Modello di peritonite C57BL/6 indotta da LPS

• Test di efficacia di farmaci antinfiammatori (FANS, corticosteroidi, inibitori della COX-2)
• Valutazione degli inibitori dell'IL-1 (anakinra, canakinumab), degli inibitori dell'inflammasoma NLRP3 e degli antagonisti del TLR4
• Convalida del target per il reclutamento dei neutrofili e le vie delle citochine
• Scoperta di biomarcatori (marcatori di neutrofili, firme di citochine)
• Studi farmacologici e tossicologici che consentono l'IND
Parametro |
Modello di peritonite indotta da MSU |
Modello di peritonite indotta da LPS |
Specie/ceppo |
Mouse C57BL/6 |
Mouse C57BL/6 |
Metodo di induzione |
Iniezione intraperitoneale di cristalli MSU (1-3 mg/topo) | Iniezione intraperitoneale di LPS (5-20 mg/kg) |
Durata dello studio |
4–24 ore dopo l'induzione | 2–24 ore dopo l'induzione |
Endpoint chiave |
Conta dei neutrofili nel liquido di lavaggio peritoneale (citometria a flusso o citospin) |
Livelli di IL-1β e IL-6 nel liquido di lavaggio peritoneale e nel sangue (ELISA) |
| Controllo positivo | Desametasone o indometacina disponibili come composti antinfiammatori di riferimento | |
| Pacchetto dati | Dati grezzi, rapporti di analisi, conte cellulari, risultati ELISA, bioinformatica (facoltativo) Dati grezzi, rapporti di analisi, conte cellulari, risultati ELISA, bioinformatica (facoltativo) | |
D: Quali sono le differenze tra i modelli di peritonite MSU e LPS?

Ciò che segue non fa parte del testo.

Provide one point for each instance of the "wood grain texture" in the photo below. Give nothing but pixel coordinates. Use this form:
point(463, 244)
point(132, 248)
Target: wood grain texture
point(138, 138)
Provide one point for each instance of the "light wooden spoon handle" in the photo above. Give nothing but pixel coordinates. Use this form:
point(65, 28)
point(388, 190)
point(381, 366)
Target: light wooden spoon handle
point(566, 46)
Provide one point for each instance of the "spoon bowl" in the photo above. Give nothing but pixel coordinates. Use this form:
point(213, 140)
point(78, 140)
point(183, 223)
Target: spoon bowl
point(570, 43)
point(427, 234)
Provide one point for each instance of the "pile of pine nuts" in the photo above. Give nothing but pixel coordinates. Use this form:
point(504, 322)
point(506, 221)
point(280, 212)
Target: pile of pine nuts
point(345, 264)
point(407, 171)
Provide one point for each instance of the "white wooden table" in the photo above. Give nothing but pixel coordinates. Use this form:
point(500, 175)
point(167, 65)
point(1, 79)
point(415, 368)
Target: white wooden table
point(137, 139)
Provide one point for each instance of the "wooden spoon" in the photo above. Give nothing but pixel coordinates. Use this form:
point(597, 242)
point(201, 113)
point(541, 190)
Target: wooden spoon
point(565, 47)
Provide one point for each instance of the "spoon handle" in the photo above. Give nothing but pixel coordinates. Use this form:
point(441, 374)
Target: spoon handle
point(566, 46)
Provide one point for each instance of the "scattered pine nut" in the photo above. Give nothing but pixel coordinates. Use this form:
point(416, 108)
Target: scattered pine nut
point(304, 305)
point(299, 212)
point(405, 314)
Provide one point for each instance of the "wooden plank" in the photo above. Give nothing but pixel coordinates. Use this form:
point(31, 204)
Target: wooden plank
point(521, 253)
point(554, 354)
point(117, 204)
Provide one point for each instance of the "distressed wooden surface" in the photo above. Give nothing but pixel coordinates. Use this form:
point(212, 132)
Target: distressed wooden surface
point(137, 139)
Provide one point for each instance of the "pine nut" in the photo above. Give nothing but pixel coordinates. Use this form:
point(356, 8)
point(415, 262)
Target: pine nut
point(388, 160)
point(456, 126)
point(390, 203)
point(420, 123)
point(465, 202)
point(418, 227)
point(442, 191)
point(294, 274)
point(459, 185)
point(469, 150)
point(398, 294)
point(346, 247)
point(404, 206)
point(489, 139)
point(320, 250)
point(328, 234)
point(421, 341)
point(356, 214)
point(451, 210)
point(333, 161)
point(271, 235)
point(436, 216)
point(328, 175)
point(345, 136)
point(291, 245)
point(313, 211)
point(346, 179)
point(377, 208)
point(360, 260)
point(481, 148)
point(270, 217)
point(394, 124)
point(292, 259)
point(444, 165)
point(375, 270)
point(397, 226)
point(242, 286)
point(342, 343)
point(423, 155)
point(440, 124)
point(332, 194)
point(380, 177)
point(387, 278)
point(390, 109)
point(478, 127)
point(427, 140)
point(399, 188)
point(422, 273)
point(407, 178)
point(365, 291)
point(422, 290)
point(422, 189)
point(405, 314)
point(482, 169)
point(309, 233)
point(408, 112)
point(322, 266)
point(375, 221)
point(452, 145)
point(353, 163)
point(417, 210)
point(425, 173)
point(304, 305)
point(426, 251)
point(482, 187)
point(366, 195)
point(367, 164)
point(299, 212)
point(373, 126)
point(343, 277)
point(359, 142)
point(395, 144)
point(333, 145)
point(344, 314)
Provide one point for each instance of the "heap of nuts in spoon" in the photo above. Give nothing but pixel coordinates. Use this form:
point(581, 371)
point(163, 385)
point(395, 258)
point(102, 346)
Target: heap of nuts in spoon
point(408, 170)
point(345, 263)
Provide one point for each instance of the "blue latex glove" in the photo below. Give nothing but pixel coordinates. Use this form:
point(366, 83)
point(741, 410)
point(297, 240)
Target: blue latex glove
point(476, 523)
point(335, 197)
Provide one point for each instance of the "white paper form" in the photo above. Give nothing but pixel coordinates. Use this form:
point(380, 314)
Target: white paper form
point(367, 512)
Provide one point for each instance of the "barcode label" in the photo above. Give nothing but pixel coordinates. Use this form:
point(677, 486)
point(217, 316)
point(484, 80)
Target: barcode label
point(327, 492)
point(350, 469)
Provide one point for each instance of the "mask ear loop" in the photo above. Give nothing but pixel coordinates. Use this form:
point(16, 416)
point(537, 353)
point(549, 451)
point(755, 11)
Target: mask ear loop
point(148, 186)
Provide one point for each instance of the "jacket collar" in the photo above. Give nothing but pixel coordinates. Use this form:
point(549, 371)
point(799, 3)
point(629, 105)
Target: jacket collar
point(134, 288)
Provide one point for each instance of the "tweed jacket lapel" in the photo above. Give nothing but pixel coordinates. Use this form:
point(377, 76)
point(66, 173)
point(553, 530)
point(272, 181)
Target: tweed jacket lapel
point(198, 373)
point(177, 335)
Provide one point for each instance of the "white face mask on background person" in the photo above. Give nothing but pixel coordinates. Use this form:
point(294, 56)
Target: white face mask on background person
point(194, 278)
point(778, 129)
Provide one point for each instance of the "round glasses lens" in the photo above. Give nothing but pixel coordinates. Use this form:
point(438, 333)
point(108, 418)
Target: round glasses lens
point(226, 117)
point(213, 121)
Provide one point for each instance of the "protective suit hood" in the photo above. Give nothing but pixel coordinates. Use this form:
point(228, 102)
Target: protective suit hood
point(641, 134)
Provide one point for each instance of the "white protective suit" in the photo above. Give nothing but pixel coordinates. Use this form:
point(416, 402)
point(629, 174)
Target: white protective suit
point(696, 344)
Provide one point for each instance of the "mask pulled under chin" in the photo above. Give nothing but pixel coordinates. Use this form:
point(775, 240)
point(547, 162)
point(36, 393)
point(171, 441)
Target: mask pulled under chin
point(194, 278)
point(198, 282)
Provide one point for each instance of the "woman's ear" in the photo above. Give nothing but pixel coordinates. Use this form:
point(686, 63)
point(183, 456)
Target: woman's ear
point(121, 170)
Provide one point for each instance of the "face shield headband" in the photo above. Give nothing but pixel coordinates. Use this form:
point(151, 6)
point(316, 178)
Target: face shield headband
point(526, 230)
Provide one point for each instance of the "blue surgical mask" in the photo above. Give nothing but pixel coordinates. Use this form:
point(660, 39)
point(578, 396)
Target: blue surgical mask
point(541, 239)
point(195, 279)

R: I cristalli MSU attivano l'inflammasoma NLRP3, portando a un'infiammazione neutrofila mediata da IL-1β, imitando la peritonite indotta da cristalli (ad esempio, la gotta). LPS attiva la segnalazione TLR4, innescando un’ampia risposta di citochine proinfiammatorie (IL-1β, IL-6, TNF-α), imitando la peritonite indotta da endotossina batterica.
D: Quale modello è più adatto per testare gli inibitori NLRP3?
R: Il modello di peritonite indotta da MSU è specificamente guidato dall'attivazione dell'inflammasoma NLRP3 e da IL-1β, rendendolo ideale per valutare gli inibitori di NLRP3 e le terapie mirate a IL-1. Il modello LPS attiva molteplici percorsi ed è adatto per uno screening antinfiammatorio più ampio.
D: Questi modelli possono essere utilizzati per studi abilitanti all’IND?
R: Sì. Gli studi possono essere condotti in conformità con i principi GLP per le richieste normative (FDA, EMA).
D: Offrite protocolli di studio personalizzati (ad esempio, diverse dosi di MSU, concentrazioni di LPS, tempi di trattamento)?
R: Assolutamente. Il nostro team scientifico personalizza i protocolli di induzione, i programmi di trattamento (profilattico o terapeutico) e le analisi degli endpoint per il tuo specifico farmaco candidato.
D: Qual è la sequenza temporale tipica per uno studio pilota sull'efficacia?
R: Entrambi i modelli sono acuti, con studi generalmente completati entro 24 ore dall'induzione, consentendo un rapido screening dei composti antiinfiammatori.